菅義偉官房長官は「法治国家だから、粛々と進めるのは当然」と作業を正当化し、中谷元・防衛相は「工事を阻止するとしか言っていない」と翁長氏を批判する。
沖縄県民は昨年十一月の県知事選で、翁長氏を当選させた。前回の当選時に掲げた県外移設という公約を破った仲井真氏の三選を認めず、県内移設容認の判断に対する拒否を突き付けた。
続く十二月の衆院選でも、自民党が全国的に勝利する中、沖縄県内では四小選挙区のすべてで、県内移設を掲げる同党候補の当選を認めなかった。
選挙で重ねて明らかになった民意を顧みずして、法治国家だと胸を張って言えるのだろうか。
翁長氏の下、有識者六人による第三者委員会が設けられ、仲井真氏の埋め立て承認に法的な瑕疵(かし)がなかったか否かを検証しており、七月にも報告書をまとめる。
翁長氏が求めるように、せめて検証が終わるまで作業を中止すべきではないか。

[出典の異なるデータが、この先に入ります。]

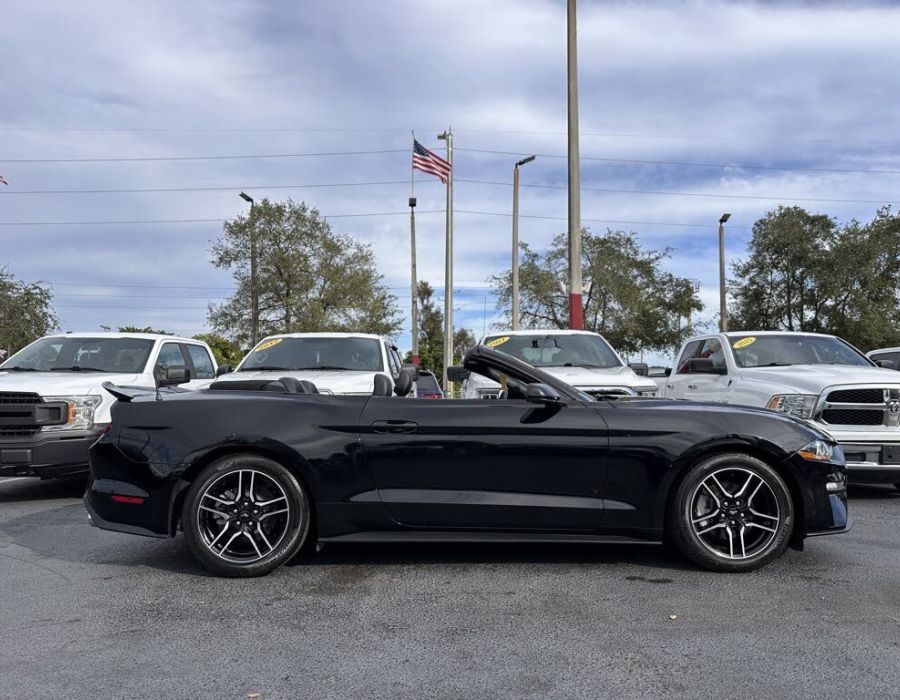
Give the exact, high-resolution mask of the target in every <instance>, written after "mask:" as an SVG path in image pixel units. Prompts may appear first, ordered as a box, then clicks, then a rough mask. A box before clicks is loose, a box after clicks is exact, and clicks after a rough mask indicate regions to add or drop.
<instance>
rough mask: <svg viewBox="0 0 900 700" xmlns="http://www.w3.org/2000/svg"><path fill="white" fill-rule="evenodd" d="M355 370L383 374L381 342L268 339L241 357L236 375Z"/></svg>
mask: <svg viewBox="0 0 900 700" xmlns="http://www.w3.org/2000/svg"><path fill="white" fill-rule="evenodd" d="M266 370H269V371H287V370H289V371H298V370H354V371H361V372H383V371H385V368H384V362H383V361H382V358H381V342H380V341H378V340H375V339H374V338H270V339H269V340H264V341H263V342H262V343H260V344H259V345H257V346H256V347H255V348H254V349H253V350H251V351H250V354H249V355H247V357H246V358H244V361H243V362H242V363H241V365H240V367H238V368H237V371H238V372H249V371H266Z"/></svg>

作業を急げば急ぐほど、何か後ろめたいことがあるのではないかと疑いたくなる。
在日米軍基地の負担は日本国民が可能な限り等しく分かち合うのが筋だ。沖縄県に約74%が集中する現状は異常であり、普天間返還のためとはいえ、米軍基地を県内で“たらい回し”しては、県民の負担軽減にはなるまい。
民意と向き合わず、作業を強行すれば、辺野古への「移設」が完了しても、反基地感情に囲まれることになる。その是非は別にして基地提供という日米安全保障条約上の義務が果たせなくなるのではないのか。安倍内閣はいったん作業の手を止めて、今こそ沖縄県民と真摯(しんし)に向き合うべきである。